Na sesję plenerową z Izą i Matim umówiliśmy się kilka tygodni po ich ślubie, na którym robiłam reportaż. I, szczerze mówiąc, nie mogłam się doczekać tego pleneru, bo Mati jest gościem, który w dniu ślubu kręcił pizzę dla całej rodziny! Wiedziałam więc, że jednego na pewno nie zabraknie – luzu!

Spotkaliśmy się w sierpniowe popołudnie, Lasy Kozłowieckie tego dnia były magiczne. Światło, które towarzyszyło nam tego dnia to czyste cudo! Słońce świeciło jeszcze dość wysoko, ale korony drzew rozpraszały je delikatnie. Jestem ogromną fanką robienia zdjęć pod światło, sesja ślubna w takich warunkach to rozkosz!

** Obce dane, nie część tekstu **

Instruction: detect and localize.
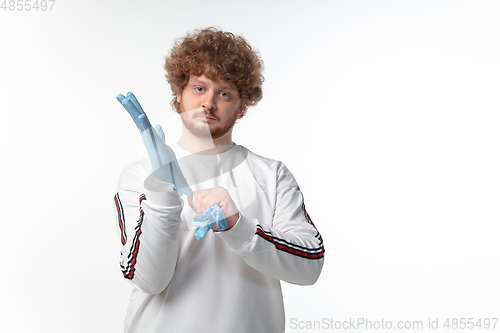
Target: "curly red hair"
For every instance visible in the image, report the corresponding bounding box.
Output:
[164,27,264,118]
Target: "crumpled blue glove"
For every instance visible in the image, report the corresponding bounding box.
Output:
[116,92,193,199]
[193,205,227,239]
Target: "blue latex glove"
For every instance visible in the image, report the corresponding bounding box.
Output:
[116,92,193,199]
[193,205,227,239]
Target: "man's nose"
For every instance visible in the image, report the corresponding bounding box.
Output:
[201,91,216,110]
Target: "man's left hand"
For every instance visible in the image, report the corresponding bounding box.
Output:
[188,186,240,231]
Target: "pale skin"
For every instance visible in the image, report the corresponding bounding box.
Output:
[177,74,244,231]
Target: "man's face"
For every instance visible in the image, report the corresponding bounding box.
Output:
[177,74,242,140]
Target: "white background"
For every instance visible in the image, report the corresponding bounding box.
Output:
[0,0,500,333]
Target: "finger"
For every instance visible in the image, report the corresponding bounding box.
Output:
[127,91,144,113]
[188,193,194,210]
[155,124,165,142]
[116,94,151,132]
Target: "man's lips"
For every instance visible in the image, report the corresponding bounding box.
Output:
[196,115,217,122]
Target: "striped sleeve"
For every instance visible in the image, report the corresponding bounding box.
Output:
[114,164,182,294]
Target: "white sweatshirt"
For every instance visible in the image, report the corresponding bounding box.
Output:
[115,144,324,333]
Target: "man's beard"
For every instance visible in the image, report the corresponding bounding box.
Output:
[179,103,238,140]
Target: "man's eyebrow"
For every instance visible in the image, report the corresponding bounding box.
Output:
[191,77,238,91]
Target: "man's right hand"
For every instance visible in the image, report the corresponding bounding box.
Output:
[116,92,193,198]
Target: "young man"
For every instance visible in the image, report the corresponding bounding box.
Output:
[115,28,324,333]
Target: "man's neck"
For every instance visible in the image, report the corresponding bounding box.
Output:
[177,126,234,155]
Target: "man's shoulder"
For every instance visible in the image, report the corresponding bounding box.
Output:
[239,145,295,186]
[117,158,151,190]
[238,145,284,171]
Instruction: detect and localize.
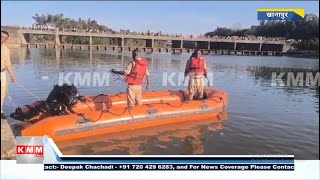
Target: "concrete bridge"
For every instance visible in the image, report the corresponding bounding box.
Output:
[19,29,285,55]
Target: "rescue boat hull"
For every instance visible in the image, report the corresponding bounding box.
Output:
[21,89,228,141]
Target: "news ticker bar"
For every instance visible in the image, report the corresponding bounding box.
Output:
[44,164,294,171]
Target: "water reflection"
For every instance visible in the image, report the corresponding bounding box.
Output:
[57,112,228,155]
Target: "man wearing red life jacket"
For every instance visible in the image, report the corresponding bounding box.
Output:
[112,49,150,107]
[184,50,207,101]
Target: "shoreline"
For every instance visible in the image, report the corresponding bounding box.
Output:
[285,51,319,59]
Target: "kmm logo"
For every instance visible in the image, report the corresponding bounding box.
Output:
[258,8,304,21]
[16,146,43,157]
[16,136,44,164]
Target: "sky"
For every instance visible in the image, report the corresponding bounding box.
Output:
[1,1,319,34]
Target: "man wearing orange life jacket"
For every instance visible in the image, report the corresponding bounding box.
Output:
[184,50,207,101]
[112,49,150,107]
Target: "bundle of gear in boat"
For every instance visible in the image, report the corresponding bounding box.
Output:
[10,84,84,121]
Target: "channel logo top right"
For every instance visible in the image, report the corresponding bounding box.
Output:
[258,8,304,21]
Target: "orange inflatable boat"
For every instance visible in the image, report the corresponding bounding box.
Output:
[10,85,228,141]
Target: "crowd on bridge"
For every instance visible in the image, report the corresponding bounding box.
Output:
[23,25,285,41]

Fotograf Ślubny LublinFotograf Ślubny LublinFotograf Ślubny LublinFotograf Ślubny LublinFotograf Ślubny LublinFotograf Ślubny LublinFotograf Ślubny LublinFotograf Ślubny LublinFotograf Ślubny LublinFotograf Ślubny LublinFotograf Ślubny LublinFotograf Ślubny LublinFotograf Ślubny LublinFotograf Ślubny LublinFotograf Ślubny LublinFotograf Ślubny LublinFotograf Ślubny LublinFotograf Ślubny LublinFotograf Ślubny LublinFotograf Ślubny LublinFotograf Ślubny LublinFotograf Ślubny LublinFotograf Ślubny LublinFotograf Ślubny LublinFotograf Ślubny LublinFotograf Ślubny LublinFotograf Ślubny LublinFotograf Ślubny LublinFotograf Ślubny LublinFotograf Ślubny Lublin

Lasy Kozłowieckie to jedno z moich ulubionych miejsc na sesję. Ten plener ma wszystko, czego potrzeba, by wyszły fajne zdjęcia: różnorodne krajobrazy, piękne światło i kameralność. Sesja ślubna może zacząć się od spaceru leśnymi ścieżkami, a do dyspozycji są jeszcze uroczy staw i piękne łąki. Tutaj możesz zobaczyć wszystkie 5 moich propozycji na sesję zdjęciową w Lublinie.